Matteo Nucci, Il grido di Pan

La rimozione dell'animalità

Partendo da miti greci come quelli del Minotauro, la Sfinge, re Mida e Edipo e arrivando fino a Ernest Hemingway e a Friedrich Dürrenmatt, Matteo Nucci in Il grido di Pan (Einaudi) analizza la difficoltà dell’uomo di oggi a confrontarsi con la propria animalità e con la morte: ci affidiamo al logos nella pretesa impossibile di avere una risposta a tutti e allontaniamo il pensiero della fine che ci aspetta, riducendo sempre di più il tempo delle cerimonie di commiato dai defunti. Pan, il caprone nato dall’unione di Ermes con una ninfa che fugge dopo averlo partorito, con il suo grido ci riporta alla nostra natura animale. Gli attacchi di panico vengono a chi non sa calarsi nell’oblio di sé, a chi si crogiola nell’ideale dell’infinita sapienza. Un excursus labirintico tra antica sapienza, letteratura e osservazione dal vivo.

Pan non è affatto morto. O meglio, è morto prima di morire. Proprio come Dioniso. È morto per rinascere. E infatti il dio caprino grida ancora. È un grido che getta nel panico chi alle sue leggi si ribella. Si salva solo chi ritrova il respiro, abbandonandosi al respiro animale della terra. 

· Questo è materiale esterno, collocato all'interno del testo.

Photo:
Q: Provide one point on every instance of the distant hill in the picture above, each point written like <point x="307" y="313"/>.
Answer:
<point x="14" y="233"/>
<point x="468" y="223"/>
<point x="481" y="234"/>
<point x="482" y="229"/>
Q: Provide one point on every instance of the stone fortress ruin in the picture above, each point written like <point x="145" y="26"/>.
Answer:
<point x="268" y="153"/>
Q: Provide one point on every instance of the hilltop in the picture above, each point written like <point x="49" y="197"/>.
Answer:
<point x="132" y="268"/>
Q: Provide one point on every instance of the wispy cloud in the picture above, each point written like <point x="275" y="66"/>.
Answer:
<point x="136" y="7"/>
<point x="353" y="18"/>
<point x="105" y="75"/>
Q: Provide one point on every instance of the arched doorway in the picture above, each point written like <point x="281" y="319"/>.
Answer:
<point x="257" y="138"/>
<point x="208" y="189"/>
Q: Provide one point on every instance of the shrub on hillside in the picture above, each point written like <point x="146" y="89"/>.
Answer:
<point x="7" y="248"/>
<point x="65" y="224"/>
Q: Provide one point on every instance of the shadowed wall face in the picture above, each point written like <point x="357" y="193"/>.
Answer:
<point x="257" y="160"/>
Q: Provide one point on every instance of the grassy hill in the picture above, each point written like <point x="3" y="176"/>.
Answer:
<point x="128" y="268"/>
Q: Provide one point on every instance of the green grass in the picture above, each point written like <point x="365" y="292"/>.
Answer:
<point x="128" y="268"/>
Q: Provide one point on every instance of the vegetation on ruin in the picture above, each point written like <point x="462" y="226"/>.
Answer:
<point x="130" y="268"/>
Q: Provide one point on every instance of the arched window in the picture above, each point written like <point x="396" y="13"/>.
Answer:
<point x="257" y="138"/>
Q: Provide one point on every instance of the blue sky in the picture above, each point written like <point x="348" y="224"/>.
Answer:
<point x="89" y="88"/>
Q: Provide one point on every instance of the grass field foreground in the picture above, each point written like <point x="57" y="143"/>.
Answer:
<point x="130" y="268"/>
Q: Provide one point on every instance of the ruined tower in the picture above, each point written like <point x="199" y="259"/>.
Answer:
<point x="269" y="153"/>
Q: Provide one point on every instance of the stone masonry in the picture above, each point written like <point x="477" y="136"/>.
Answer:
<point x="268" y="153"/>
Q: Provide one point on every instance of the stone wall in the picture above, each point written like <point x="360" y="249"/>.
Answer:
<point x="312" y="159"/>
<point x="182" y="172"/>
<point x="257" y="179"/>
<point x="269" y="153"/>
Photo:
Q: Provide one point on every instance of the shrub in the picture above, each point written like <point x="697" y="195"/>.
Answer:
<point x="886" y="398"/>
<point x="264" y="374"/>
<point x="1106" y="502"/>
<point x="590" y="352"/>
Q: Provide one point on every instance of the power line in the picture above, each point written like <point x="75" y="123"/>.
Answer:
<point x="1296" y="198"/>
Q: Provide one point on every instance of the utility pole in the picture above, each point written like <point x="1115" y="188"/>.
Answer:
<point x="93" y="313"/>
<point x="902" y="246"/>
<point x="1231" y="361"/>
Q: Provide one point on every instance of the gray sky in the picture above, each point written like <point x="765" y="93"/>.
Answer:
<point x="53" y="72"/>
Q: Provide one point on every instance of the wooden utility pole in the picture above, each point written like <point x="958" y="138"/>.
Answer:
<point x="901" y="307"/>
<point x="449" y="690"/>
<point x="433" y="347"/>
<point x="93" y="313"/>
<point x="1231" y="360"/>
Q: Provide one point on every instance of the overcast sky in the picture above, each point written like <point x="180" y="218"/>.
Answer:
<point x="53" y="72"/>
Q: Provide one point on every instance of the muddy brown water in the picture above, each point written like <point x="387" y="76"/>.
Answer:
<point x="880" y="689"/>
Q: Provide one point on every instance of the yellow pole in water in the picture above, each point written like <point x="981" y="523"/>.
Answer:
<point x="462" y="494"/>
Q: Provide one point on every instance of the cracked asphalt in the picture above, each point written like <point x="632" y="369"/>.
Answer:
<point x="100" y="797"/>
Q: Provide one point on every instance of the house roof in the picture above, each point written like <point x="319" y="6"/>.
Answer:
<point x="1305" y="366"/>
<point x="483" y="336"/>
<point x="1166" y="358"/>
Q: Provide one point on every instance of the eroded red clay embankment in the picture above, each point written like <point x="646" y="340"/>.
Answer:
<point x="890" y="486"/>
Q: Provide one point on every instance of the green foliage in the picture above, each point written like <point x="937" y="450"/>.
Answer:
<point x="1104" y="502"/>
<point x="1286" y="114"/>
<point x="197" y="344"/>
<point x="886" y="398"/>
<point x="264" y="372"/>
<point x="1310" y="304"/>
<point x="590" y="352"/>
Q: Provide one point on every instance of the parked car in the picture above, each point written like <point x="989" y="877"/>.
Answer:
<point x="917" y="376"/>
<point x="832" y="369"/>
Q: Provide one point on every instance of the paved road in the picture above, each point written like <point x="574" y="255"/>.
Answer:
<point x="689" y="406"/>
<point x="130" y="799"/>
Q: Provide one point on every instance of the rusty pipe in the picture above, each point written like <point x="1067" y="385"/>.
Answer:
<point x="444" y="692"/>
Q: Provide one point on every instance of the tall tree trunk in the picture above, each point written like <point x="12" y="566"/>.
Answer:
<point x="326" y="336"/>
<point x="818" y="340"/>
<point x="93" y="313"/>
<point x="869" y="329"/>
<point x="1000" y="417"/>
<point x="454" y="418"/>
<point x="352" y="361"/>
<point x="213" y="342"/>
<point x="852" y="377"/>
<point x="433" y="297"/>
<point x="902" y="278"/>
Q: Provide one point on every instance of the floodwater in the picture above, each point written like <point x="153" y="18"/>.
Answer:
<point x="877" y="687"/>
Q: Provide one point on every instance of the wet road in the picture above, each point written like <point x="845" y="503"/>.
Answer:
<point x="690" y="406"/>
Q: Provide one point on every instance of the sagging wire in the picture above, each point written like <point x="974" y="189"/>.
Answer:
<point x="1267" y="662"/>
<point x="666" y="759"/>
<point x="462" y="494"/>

Matteo Nucci (Roma, 1970) ha tradotto e curato per Einaudi il Simposio di Platone (2009) e pubblicato Le lacrime degli eroi (2013), Achille e Odisseo (2020) e Il grido di Pan (2023); per Ponte alle Grazie, Sono comuni le cose degli amici (2009, finalista al Premio Strega), Il toro non sbaglia mai (2011), È giusto obbedire alla notte (2017, finalista al Premio Strega), L'abisso di Eros. Seduzione (2018); per HarperCollins, Sono difficili le cose belle (2022). Collabora con il Venerdì di Repubblica, Specchio de La Stampa e L'Espresso.